“Her Fearful Symmetry” offers mystery and romance

Catarina Murphy

cmurphy@foghornnews.com

@Cat_MMurphy

 

“Her Fearful Symmetry,” written by Audrey Niffenegger, author of “The Time Traveler’s Wife,” brings us another love story with uncertain circumstances, difficulties and, this time, ghosts.

I picked up this book in an airport when I was stuck with a four-hour layover, and what particularly drew me first was that it was written by Niffenegger. I love alternative love stories that make you believe in almost anything, and that’s exactly the magic her books give to me. Niffenegger found her inspiration for the story by actively being a tour guide for the Highgate Cemetery.

The book begins with Elspeth Noblin, who dies of cancer and leaves her London apartment to her twin nieces, Julia and Valentina Poole, with simple conditions to abide: The twins must reside in the flat for one year, and their mother is to never cross that threshold in that year.
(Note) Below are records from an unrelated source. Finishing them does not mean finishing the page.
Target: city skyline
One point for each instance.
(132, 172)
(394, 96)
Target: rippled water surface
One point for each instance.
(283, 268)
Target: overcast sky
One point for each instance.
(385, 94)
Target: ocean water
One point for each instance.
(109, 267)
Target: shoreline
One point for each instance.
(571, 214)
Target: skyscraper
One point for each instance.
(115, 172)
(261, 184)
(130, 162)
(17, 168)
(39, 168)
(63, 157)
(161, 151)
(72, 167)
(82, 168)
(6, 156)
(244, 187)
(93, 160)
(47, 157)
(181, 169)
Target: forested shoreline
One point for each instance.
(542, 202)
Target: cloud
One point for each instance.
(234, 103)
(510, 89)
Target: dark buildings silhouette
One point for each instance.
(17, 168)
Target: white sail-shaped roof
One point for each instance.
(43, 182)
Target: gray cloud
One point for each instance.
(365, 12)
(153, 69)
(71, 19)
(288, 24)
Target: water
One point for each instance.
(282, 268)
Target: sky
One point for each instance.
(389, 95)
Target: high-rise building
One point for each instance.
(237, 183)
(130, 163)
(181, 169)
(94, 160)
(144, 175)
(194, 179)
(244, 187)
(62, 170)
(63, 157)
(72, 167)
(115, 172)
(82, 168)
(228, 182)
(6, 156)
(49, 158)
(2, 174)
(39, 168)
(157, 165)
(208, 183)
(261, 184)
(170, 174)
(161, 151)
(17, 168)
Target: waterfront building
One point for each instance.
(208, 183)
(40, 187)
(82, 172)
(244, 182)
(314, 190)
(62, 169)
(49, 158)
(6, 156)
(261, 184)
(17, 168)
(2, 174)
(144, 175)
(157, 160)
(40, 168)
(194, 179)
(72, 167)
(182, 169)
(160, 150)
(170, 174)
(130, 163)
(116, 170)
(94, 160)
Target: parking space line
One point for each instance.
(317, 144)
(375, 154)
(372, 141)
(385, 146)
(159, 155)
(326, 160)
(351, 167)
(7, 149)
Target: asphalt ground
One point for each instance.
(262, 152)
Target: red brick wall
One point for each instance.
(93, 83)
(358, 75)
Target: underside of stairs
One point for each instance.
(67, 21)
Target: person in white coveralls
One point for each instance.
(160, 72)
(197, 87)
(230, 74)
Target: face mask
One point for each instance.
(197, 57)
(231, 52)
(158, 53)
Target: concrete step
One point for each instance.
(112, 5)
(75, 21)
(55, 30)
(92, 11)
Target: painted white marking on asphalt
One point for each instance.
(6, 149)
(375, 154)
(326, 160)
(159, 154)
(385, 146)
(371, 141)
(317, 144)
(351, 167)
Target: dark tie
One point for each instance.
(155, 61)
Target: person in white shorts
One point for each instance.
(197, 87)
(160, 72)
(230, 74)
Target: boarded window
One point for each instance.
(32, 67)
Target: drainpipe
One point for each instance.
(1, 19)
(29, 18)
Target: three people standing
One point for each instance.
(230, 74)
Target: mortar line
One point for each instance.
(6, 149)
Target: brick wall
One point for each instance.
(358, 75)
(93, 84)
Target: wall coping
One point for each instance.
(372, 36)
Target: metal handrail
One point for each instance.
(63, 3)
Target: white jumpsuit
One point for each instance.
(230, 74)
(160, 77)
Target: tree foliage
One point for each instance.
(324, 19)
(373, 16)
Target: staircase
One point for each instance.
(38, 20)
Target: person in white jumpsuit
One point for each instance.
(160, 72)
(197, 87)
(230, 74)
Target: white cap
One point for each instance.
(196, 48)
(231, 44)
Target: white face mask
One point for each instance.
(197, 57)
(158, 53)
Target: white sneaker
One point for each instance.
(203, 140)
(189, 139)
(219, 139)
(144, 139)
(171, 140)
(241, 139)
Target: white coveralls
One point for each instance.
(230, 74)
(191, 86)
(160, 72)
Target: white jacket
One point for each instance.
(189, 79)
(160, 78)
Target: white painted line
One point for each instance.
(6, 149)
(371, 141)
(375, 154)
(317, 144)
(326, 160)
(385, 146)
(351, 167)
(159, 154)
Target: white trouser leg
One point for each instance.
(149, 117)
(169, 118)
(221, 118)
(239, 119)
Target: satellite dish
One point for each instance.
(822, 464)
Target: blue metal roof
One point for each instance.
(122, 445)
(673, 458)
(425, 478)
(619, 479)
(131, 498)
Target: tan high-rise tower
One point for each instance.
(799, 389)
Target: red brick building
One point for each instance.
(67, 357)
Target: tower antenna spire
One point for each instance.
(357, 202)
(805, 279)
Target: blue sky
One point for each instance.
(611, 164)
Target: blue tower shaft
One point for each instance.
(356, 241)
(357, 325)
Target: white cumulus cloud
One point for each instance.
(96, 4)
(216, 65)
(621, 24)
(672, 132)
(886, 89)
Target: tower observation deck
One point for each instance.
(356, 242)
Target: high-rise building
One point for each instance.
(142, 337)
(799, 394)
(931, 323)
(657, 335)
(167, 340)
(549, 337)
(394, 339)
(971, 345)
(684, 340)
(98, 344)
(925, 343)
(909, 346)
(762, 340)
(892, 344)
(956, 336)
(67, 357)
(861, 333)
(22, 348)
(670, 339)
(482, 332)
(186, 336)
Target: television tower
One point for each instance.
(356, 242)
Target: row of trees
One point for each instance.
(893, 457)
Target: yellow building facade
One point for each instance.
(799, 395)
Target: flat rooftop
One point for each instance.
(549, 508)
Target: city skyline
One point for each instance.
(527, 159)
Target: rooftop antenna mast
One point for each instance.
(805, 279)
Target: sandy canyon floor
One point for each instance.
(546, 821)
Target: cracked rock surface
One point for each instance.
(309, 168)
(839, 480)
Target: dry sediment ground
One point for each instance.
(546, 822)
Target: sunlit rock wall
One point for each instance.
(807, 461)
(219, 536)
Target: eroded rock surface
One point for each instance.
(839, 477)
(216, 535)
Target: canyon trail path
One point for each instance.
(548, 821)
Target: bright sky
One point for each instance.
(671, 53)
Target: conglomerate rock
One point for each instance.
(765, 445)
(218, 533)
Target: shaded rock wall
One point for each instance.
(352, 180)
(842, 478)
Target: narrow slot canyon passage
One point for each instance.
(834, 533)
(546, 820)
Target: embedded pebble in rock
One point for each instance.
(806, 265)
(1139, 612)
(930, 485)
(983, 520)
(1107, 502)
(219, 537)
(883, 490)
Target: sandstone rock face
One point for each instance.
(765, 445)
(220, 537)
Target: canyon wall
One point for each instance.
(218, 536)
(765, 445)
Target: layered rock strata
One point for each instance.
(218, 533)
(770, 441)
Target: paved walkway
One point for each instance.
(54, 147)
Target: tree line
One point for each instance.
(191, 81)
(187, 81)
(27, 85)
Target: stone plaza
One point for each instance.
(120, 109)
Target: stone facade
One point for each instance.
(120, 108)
These two American girls have never met their English aunt, and only knew that their mother, too, was a twin, and Elspeth her sister.

If you are a lover of books with mysteries, “little black book” secrets and a pinch of romance, this book is exactly what I prescribe to get your fix.
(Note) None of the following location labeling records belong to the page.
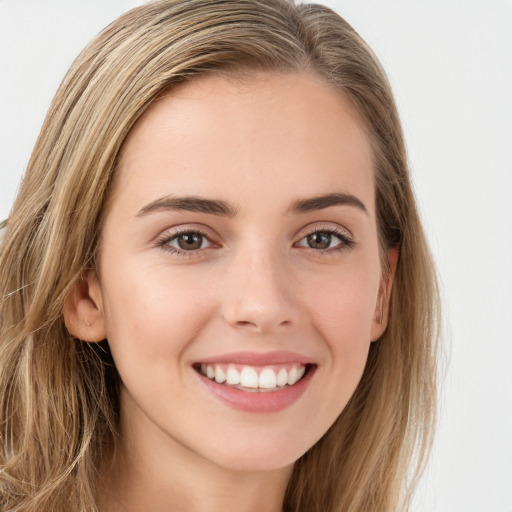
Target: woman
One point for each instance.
(216, 288)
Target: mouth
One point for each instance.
(256, 382)
(262, 379)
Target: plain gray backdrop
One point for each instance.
(450, 64)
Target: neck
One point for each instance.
(145, 475)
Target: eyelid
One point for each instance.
(343, 234)
(164, 239)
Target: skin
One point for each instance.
(255, 284)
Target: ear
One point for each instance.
(380, 320)
(83, 309)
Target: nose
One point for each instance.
(258, 294)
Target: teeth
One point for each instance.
(292, 377)
(248, 376)
(267, 379)
(233, 376)
(220, 376)
(282, 377)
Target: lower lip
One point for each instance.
(258, 401)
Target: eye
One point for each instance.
(324, 240)
(185, 241)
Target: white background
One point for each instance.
(450, 64)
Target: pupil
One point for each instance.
(319, 240)
(190, 241)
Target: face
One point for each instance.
(239, 280)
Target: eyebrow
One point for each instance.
(223, 209)
(191, 204)
(321, 202)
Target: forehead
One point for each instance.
(221, 136)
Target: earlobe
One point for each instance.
(83, 309)
(380, 321)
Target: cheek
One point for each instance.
(152, 312)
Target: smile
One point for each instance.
(252, 378)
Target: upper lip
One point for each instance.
(258, 358)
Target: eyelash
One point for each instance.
(346, 242)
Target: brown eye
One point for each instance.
(319, 240)
(189, 241)
(326, 240)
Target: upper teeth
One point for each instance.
(248, 376)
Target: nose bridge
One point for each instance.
(258, 289)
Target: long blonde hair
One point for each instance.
(59, 396)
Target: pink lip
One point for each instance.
(258, 401)
(258, 359)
Julia and Valentina, who have an abnormally intense attachment to each other, accept their aunt’s condition, much to their mother’s protest, and begin their life-changing journey to London.

The girls move to Elspeth’s flat, which borders Highgate Cemetery in London. They come to know the building’s other residents. Living in the flat above them is Martin, a brilliant and charming crossword puzzle setter suffering from crippling obsessive compulsive disorder. Living below them is Robert, Elspeth’s elusive lover and a scholar of the cemetery.

As the girls open one Pandora box after the other, they also discover that much is still alive in Highgate, including perhaps their aunt, who can’t seem to leave her old apartment and life behind.

Niffenegger weaves a delicious and dark story in “Her Fearful Symmetry” about love and identity, about secrets and sisterhood, and about the tenacity of life, even after death.